A new study at the University of Iowa reports a potential link between stress hormones and short-term memory loss in older people. In such cases, an excess of the stress hormone cortisol has been linked to increased short-term memory loss.
“Stress hormones are one mechanism that we believe leads to weathering of the brain,” said co-author Jason Radley.
The study, published in the Journal of Neuroscience, reveals that having high levels of cortisol, a natural hormone in our body whose levels surge when we are stressed can lead to memory lapses as we grow older. Cortisol is a naturally occurring hormone in our body. It is important for our survival. It assists human beings to be alert when there is danger and to think fast and make decisions when in tight spots. They promote coping and help us respond to life’s challenges by making us more alert and able to think. But abnormally high or prolonged spikes in cortisol like when we are dealing with long-term stress can lead to negative consequences that numerous bodies after research have shown which includes digestion problems, anxiety, weight gain, and high blood pressure.
Prolonged cortisol spikes as a result of chronic anxiety or depression from a string of events is harmful to the body. Excessive cortisol hormone can affect the immune system, destroy muscles, connective tissue and bones.
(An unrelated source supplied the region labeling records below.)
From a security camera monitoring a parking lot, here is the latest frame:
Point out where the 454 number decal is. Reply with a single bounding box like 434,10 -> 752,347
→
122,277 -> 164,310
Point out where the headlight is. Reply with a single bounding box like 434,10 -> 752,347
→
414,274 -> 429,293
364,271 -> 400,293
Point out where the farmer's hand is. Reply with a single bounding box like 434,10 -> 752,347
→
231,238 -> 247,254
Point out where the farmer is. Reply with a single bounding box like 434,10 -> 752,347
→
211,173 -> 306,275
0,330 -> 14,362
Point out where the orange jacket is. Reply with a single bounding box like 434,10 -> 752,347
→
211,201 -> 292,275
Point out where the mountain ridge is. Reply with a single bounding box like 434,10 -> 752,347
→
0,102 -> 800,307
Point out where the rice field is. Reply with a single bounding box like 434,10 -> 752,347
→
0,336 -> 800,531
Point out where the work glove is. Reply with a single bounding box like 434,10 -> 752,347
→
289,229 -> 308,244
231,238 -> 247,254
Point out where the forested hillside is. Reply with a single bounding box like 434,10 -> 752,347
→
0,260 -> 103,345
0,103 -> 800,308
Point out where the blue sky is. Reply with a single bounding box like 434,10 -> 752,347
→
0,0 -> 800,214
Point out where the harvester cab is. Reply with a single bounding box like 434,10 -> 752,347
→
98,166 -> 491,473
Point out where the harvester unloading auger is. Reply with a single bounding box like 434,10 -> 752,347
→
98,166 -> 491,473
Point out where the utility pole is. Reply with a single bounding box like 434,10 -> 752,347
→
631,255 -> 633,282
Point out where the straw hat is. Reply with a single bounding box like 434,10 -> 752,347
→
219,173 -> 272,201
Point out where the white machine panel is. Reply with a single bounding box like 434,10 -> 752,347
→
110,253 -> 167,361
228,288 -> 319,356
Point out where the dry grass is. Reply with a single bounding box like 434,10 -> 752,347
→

Much of it has been linked to high blood pressure and weight gain.
In the preliminary study, researchers linked high levels of the stress hormone to loss of synapses in the pre-frontal cortex which is associated with short-term memories. The synapses or connections between neurons help humans process and recall information. Exposure to cortisol over a longer duration of time can snap away these synapses.
According to Radley, the study shows that treatments lowering cortisol levels in the body might help fight short-term memory loss in adults.
The study was conducted on rats. The team administered different levels of corticosterone, the hormone comparable to cortisol in humans, to different sets of rats. Since rats have smaller lifespan, a 21-month-old rat is as old as a 65-year-old human and a four-month old rat is roughly the same as a 20-year-old person.
These rats were placed in a maze where they had to use their short-term memories to find food. Researchers found that old rats with high levels of corticosterone scored poorly in the test. On an average, stressed rats could get the food only 58 percent of the time, compared to their older peers with low stress hormone levels, who scored around 80 percent of the time.
The team then examined the brains of the rats and found that rats on the stress hormone had 20 percent fewer synapses in the pre-frontal cortex than their less-stressed peers. The study is published in the Journal of Neuroscience.